Irinotecan Combined with Bolus 5-Fluorouracil and Folinic Acid for Metastatic Colorectal Cancer: Is This Really a Dangerous Treatment? Academic Article uri icon

abstract

  • Rothenberg et al called for caution in the palliative use of irinotecan, 5-fluorouracil (5-FU) bolus and leucovorin (IFL schedule), because of early treatment related deaths in C89803 and N9741 studies. The objective of our multicenter phase II study was to evaluate the efficacy and safety of the combination of 5-FU bolus, folinic acid (FA) and irinotecan as first-line chemotherapy for metastatic colorectal cancer. From December 1999 to June 2002 138 patients (pts) were treated. The chemotherapy regimen was as follows: irinotecan 125 mg/m2 i.v. over 90 min and 5-FU 500 mg/m2 preceded by FA 20 mg/m2, both given by bolus, weekly, for 4 weeks every 6 weeks. Treatment continued until disease progression or unacceptable toxicity. Total number of administered cycles was 404. Average dose intensity was 75%. 47 out of 131 evaluable pts achieved a complete (n = 6) or partial (n = 41) response, leading to an overall response rate (RR) of 36% [95% confidence interval (CI) 24% to 48%], stable disease was registered in 50 (38%).
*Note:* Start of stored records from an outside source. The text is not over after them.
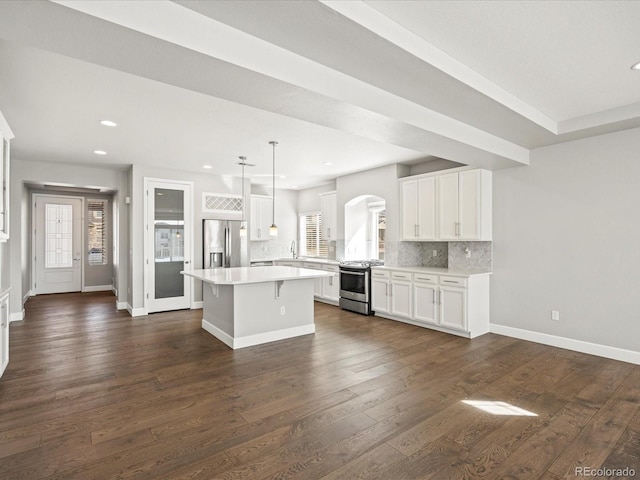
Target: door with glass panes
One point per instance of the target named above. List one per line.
(57, 244)
(168, 245)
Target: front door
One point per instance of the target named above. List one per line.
(57, 244)
(169, 234)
The estimated median time to progression and survival were 6.5 months (95% CI 5.2-9.4) and 16.6 months (95% CI 15.1-19.3) respectively. Two-year survival was 35%. Toxicity was well manageable. In 18 (13.8%) pts the chemotherapy was stopped because of toxicity. Treatment related death was not observed. Close clinical monitoring, early recognition of toxicity, immediate therapeutic intervention are recommended for pts receiving IFL. In our experience this regimen has manageable toxicity and appropriate level of dose intensity and seems to be a good option for first-line therapy in metastatic colorectal cancer.